Chapter 4, "Uses and Abuses of Consistency", is the least straightforward part of the book. It investigates the role of consistency in four disciplines: thought experiments, empirical research, psychoanalysis and experimental philosophy. The basic idea is that human understanding is guided by consistency. Those domains of knowledge use consistency to achieve a common aim, which is to enlarge and advance current knowledge and our understanding of the world. Brakel's principal argument is that consistency is the criterion used to measure the advance of knowledge in those areas.

Brakel invokes a very broad and flexible notion of consistency here, to the point where one might wonder whether there is really a single notion at work. The key notion involves not just freedom from contradiction, but a sort of coherence: roughly, treating like cases alike. Brakel identifies cases in a number of fields where consistency in this sense is used and abused. In particular, she identifies a common case of abuse via 'false parallels' that arises especially in thought experiments and experimental philosophy. She proposes handling those cases by replacing the apparent parallels with intervening stepwise cases that are more deeply parallel and convergent to the original cases (p. 137).

In psychoanalysis, on Brakel's view, the role of consistency is to increase the understanding of a patient's mind. Psychoanalyst's interpretations work as a 'pilot experiment' that helps the analyst test her hypothesis and enlarge the patient's self-understanding of his behaviors as consistent and intelligible. Consistency across the patient's data is used to test the analyst's interpretations, rather than to test the general theory of mind postulated and subsumed in the interpretations.
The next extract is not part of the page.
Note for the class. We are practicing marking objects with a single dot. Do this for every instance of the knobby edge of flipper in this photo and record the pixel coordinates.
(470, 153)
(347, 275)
Brakel's book offers a cogent and original defense of a biological ontology of the mind. Chapters 2 and 3, in which Brakel puts forward a novel explanation of the biological effectiveness of psychoanalysis and a novel way of placing the psychoanalytical mind in the physical world, are of particular interest.. Although there is much one can argue with, this is a refreshing reconceptualization of the psychoanalytic theory of mind.

REFERENCES

Brakel, Linda A.W. (2009). Philosophy, Psychoanalysis and the A-rational Mind. Oxford: Oxford University Press.

Brakel, Linda A.W. (2010). Unconscious Knowing and Other Essays in Psycho-Philosophical Analysis. Oxford: Oxford University Press.

Grünbaum, Adolph (1984). The Foundations of Psychoanalysis: A Philosophical Critique. Berkeley, CA: University of California Press.

Kim, Jaegwon (2005). Physicalism, or Something Near Enough. Princeton, NJ: Princeton University Press.